For Lent 2

None of us remembers our birth. But most of us can imagine what a trauma it was to leave the warm, humid comfort of the dark and quiet womb and be thrust into the dry, cold, noisy brightness of whatever room.  So when Jesus speaks to Nicodemus of a spiritual birth, I’m inclined to believe that what Jesus asks of Nicodemus is not going to be easy.

The gospel account of the exchange between Jesus and Nicodemus is complicated by the writer’s habit of characterizing Jews (in general) and Pharisees (in particular) as obsessed with narrow legalism and driven by judgmental self-righteousness. Evidence suggests that the sect of Pharisees was more complex than the portrait this evangelist paints. Nevertheless, what emerges in Jesus’ encounter with Nicodemus is an exploration of the contested ground between structure (law, judgment) and freedom (Spirit, novelty).

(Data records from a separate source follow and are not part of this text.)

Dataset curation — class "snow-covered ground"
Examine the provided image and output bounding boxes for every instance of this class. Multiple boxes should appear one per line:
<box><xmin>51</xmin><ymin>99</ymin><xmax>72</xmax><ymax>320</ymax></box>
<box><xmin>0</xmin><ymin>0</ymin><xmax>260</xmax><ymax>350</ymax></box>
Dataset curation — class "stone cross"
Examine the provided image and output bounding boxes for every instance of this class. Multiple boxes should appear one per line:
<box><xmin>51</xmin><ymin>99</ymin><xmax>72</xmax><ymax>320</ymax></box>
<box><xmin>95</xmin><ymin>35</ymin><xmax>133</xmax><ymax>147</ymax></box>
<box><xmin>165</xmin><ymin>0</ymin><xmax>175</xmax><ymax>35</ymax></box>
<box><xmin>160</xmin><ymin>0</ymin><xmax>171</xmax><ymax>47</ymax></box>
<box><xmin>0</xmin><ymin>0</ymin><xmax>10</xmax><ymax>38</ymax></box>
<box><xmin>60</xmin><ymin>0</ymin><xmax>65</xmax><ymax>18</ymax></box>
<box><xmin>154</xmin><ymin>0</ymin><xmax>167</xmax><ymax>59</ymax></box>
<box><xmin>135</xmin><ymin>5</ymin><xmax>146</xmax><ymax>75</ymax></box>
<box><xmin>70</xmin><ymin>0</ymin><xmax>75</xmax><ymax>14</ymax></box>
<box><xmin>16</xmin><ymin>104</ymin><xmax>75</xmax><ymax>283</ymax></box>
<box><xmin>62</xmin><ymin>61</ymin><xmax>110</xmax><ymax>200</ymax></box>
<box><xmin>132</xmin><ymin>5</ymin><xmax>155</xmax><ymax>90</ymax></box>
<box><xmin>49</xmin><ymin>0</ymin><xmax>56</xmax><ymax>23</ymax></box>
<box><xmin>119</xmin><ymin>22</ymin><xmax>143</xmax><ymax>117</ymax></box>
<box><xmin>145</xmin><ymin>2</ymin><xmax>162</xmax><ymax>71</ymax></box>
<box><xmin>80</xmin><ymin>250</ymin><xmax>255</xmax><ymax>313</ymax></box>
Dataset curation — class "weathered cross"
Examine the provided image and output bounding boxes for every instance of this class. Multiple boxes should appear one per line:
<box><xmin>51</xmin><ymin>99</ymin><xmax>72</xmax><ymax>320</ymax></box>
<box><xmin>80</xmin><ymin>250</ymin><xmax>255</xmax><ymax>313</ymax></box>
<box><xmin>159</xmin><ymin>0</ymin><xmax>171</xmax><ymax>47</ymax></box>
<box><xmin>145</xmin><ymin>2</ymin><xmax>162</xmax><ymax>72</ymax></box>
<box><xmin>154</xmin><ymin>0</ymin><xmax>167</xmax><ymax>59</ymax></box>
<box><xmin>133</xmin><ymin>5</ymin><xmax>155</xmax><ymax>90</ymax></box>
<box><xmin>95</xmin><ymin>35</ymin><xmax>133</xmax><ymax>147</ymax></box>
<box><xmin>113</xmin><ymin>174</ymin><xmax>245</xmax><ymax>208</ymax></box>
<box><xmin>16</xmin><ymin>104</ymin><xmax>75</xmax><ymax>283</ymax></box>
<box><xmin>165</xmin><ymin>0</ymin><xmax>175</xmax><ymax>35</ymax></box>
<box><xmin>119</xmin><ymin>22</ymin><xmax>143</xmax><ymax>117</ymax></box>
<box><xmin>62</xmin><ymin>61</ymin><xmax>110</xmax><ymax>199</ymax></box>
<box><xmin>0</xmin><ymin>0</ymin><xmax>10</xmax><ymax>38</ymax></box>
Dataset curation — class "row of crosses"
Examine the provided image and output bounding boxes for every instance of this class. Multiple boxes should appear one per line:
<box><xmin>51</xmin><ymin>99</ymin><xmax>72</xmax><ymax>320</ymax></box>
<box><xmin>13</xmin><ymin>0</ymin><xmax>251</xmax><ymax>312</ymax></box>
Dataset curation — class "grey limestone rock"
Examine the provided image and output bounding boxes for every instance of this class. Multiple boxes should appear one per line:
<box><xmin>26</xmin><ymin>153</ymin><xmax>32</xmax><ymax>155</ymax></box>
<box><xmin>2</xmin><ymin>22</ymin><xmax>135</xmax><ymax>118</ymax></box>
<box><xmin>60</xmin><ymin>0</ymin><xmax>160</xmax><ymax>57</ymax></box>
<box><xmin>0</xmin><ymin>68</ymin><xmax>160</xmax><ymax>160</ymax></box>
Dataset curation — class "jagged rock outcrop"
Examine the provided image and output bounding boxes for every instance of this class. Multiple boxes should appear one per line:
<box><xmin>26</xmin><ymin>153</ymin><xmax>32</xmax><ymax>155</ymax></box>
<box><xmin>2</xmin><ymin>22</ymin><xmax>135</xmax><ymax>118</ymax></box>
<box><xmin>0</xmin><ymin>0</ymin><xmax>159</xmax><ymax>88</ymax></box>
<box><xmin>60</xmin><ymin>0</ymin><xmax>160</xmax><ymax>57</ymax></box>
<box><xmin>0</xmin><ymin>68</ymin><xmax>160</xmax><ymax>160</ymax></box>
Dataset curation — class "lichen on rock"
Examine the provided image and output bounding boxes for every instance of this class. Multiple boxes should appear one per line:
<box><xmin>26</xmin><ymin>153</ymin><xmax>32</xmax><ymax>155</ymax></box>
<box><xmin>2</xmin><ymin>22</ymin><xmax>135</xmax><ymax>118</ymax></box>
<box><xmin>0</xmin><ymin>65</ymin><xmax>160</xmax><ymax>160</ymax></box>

That contested ground is not an exclusively Pharisaical or Jewish reality. It is at the heart of a contemporary tension in the formerly “mainline” churches, including our own Anglican Church. While as a Diocese we may have embraced a vision that includes “life-changing worship”, some of us are not sure we want to say “worship” and “change” in the same breath. Moreover, the contested ground is not just between people. Sometimes it is within us, as we desire both the comfort of familiar structures and patterns and the promise of renewal and transformation.

So as we eavesdrop on Jesus and Nicodemus, we listen to understand not just some long-ago contest between law and spirit, but to understand ourselves and our common life as well. We hear Jesus tell Nicodemus that “getting there”, entering the Kingdom, is a process that demands of us our willingness to endure discomfort – the discomfort of a passage between the dark and quiet womb of familiarity and the noisy bright expansive spirit-birth into new life.

Whatever for? Why would anyone willingly embrace such a transit? Two things come to mind. First, for growth and delight. At birth I weighed around five kilos and I had grown as big as I could or ever would in my mother’s womb. Moreover, in that place there was no Lake Superior, no college basketball, no first kiss or waking up together, no cinnamon toast, crossword puzzles or John Irving novels. (You might make your own list of the wonders of life this side of the womb.) We set out on this journey so that we can inhabit more fully the fullness of our lives.

And we set out for the sake of the world. “For God did not send the Son into the world to condemn the world, but in order that the world might be saved through him.” The Hebrew name of Jesus – “Yeshua” – also means “salvation” and (by a delightful linguistic grace) “that which is spacious”. As we make the passage from the dark and quiet womb of “so far” towards the noisy, bright expansive (spacious) “not yet”, our capacity to participate in the spacious work of Jesus grows. In the Letter to the Romans, Paul writes that “the whole creation waits with eager longing for the revealing of the children of God.” People so firmly attached to current arrangements as we sometimes are cannot be agents of the transformation that God desires and for which the creation so eagerly longs. The world is waiting with eager longing for us to get over it, to get on with it, to consent to God’s spirit-birth, to the unsettling journey from what is to what will be.

Jesus asks a hard thing of Nicodemus, and of us. He asks us to endure the loss of warm familiarity, an uncertain passage, and unsettling newness for the sake of the world, and for our own fuller and deeper joy.